The problem is it feels like they pick the wrong times far too often. They’re tied for third in the league with 14 of those 34 outs coming at home. The Rays are ahead of them. They’re tied with the White Sox and then the Nationals pop up tied with the Rays. The next closest team to those four has 11 outs at home. We’ve seen Vance Wilson send players just way too often and then it becomes up to the player to decide if it’s wise or not. Far too often, it has not been wise. Giving up the opportunity to keep a runner on third for the next hitter is just too risky for my tastes.
So while they’re fifth in outs at second base, that bothers me a lot less. That’s a player trying to get into scoring position for a team that hits an awful lot of singles. I get it. The out at the plate is discouraging, especially with the improvements we’ve seen from this offense.
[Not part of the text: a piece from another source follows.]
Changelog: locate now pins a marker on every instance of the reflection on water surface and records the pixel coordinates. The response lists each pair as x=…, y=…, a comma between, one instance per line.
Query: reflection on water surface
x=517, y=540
The worst offenders are Dozier, Olivares (seems like all in Toronto), Merrifield, Benintendi and Witt.
To their credit, they push it on the bases and they have taken the extra base 45 percent of the time, which ranks seventh in all of baseball, so while they get thrown out a lot, they’re also successful a lot.
So close to the magical 1738, but not quite there! What is this number, you might be asking? If you follow @UmpScorecards on Twitter, you know that they put out a daily report card for each home plate umpire for each game. It shows the most egregious missed calls, the umpire’s overall accuracy and consistency plus how many balls they called strikes and how many strikes they called balls. If you follow them and think, ‘man the Royals get hosed a lot,’ you’re right. That -17.28 is the number of total runs the Royals have lost based on this site’s algorithm.
Here is the worst one I’ve ever seen.
Yep, that goes as hard as ever against the Royals. You might think it’s meaningless, but I don’t believe it to be. I’ve railed against the strike zone all season long. Royals hitters have actually been hurt worse by bad umpiring than their pitching, which…I don’t know why. But I think it’s interesting and in a year where I feel like bad umpires have been the story far too often, I think this number defines some of the first half.
Starting tomorrow, we begin the home stretch of what has already been an aggressively long season. Last year, the Royals went 38-35 after the break. Since their last competitive season in 2017, the Royals have improved their winning percentage by an average of 125 points after the break with the biggest coming in 2018 where they jumped from .284 to .463. Will this be another year of big jumps? Have they already started that with their solid play over the last 38 games? I guess we’ll find out soon enough.